I think after a semester of living a more intentional lifestyle that was founded on prayer and ministry, I was finally able to see the beauty in this season that I had previously closed myself off to, without even knowing it. Entering the season of Advent, even through the midst of the hardest finals I’ve ever taken and two different illnesses at the same time, I felt something reborn in my heart. I felt the anticipation of Christ’s birth start to grow in me, and I saw how that began to affect my demeanor and my disposition. I was more at peace. I was happier in a simple, small place within me that I knew touched every thought and action of mine.
This anticipation — this simple, small, quiet happiness — this is the Christmas spirit. This is hope. Hope, the cardinal virtue. Hope, the light that shatters darkness. Hope in the promise of the rebirth of Goodness back into this world. Hope that we will all be able to live in His Love again. Hope that He has come to make things new; to dispel evil and doubt; to shatter the hardness of our hearts and reach into the very depths of our soul and show us we are good. And we are loved.

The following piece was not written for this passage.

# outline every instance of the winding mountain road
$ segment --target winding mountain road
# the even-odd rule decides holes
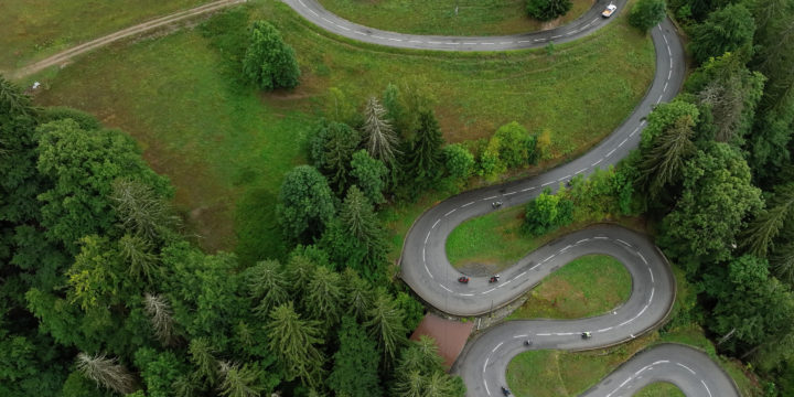
[[[131,34],[244,1],[219,0],[131,26],[30,65],[18,71],[17,76],[66,62],[77,54]],[[577,40],[614,20],[599,15],[608,1],[598,0],[583,17],[549,31],[507,36],[411,35],[352,23],[326,11],[315,0],[283,1],[312,23],[332,33],[373,44],[416,50],[532,49],[544,46],[549,41],[562,43]],[[626,0],[612,2],[620,12]],[[460,273],[450,265],[444,249],[452,229],[469,218],[494,211],[491,203],[501,201],[503,207],[526,203],[545,187],[556,190],[560,183],[576,175],[587,175],[597,168],[614,164],[637,147],[640,132],[645,126],[644,117],[653,106],[675,97],[685,76],[684,50],[673,24],[664,21],[651,34],[656,49],[654,81],[632,115],[607,139],[580,158],[541,175],[451,197],[428,210],[411,227],[404,246],[403,278],[428,303],[451,314],[479,315],[504,305],[559,267],[588,254],[611,255],[624,264],[631,273],[632,293],[629,300],[607,315],[580,320],[511,321],[471,341],[453,367],[463,377],[469,396],[501,395],[500,387],[506,385],[507,364],[515,355],[527,350],[523,344],[527,339],[534,341],[532,348],[535,350],[598,348],[636,337],[666,319],[675,299],[675,280],[669,265],[645,236],[622,227],[599,225],[564,236],[521,259],[504,271],[501,281],[495,285],[478,277],[472,277],[465,286],[458,283]],[[592,337],[582,340],[581,332],[591,332]],[[631,395],[654,382],[673,383],[687,396],[739,396],[730,377],[707,355],[676,344],[657,345],[635,355],[583,396]]]
[[[387,32],[363,26],[329,12],[315,0],[283,0],[312,23],[342,36],[379,45],[436,51],[504,51],[533,49],[577,40],[607,25],[601,18],[608,1],[576,21],[549,31],[506,36],[441,36]],[[625,0],[612,1],[619,11]],[[631,116],[588,153],[541,175],[465,192],[429,208],[406,237],[401,259],[403,279],[426,302],[455,315],[480,315],[515,300],[546,276],[577,257],[605,254],[619,259],[632,277],[629,300],[609,314],[580,320],[509,321],[476,337],[464,348],[453,371],[460,374],[468,396],[501,395],[506,385],[509,361],[527,350],[559,348],[581,351],[611,346],[636,337],[659,325],[675,300],[675,279],[669,264],[645,236],[629,229],[600,225],[571,233],[521,259],[502,273],[497,283],[471,277],[468,285],[457,282],[461,273],[447,259],[449,234],[462,222],[502,207],[524,204],[544,189],[558,189],[576,175],[607,168],[629,154],[640,142],[645,116],[653,106],[673,99],[683,84],[686,66],[680,40],[670,21],[651,32],[656,49],[656,73],[645,97]],[[597,78],[597,76],[593,76]],[[582,332],[592,337],[582,339]],[[584,396],[625,396],[655,382],[669,382],[687,396],[739,396],[733,382],[704,353],[683,345],[662,344],[646,350],[584,393]]]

And on this day of Epiphany, when the wise men finally arrived and met Him in the manger, and the Light was finally revealed to the nations, I think of the little drummer boy. I so hope he was real, watching as these strange men bowed down before this brand new baby, and knew that something was up. I so hope that the little drummer boy was real, and that he knew, when seeing what was happening, that this is the Son of God, and the Light of the World. And I so hope that he was real, and that he picked up his drums, and he played. And the God-Child smiled. And he knew he was loved.
I think this is what we all long for, really, in the spirit of Christmas. We hope for His coming; we hope for light and goodness. We hope for love. My heart dances with joy every time I hear the phrase in “The Little Drummer Boy” that says, “I played my drum for him // I played my best for him // then he smiled at me // me and my drum”, because I think that’s what we’re all trying to do when we prepare for Christmas, and then when we celebrate his birth. We make things nice and pretty, we try to behave better, we try to live more charitably and generously, we try to love each other better, and even if it is for silly cultural reasons now (like to get on the nice list) I like to think that really, it’s because we know that He’s here.
And whenever I sing for Him, whenever I talk to Him, whenever I weep on Him, whenever I dance in His love, He smiles.
Because He is revealed to the nations, to manifest a fierce, everlasting, and resounding hope.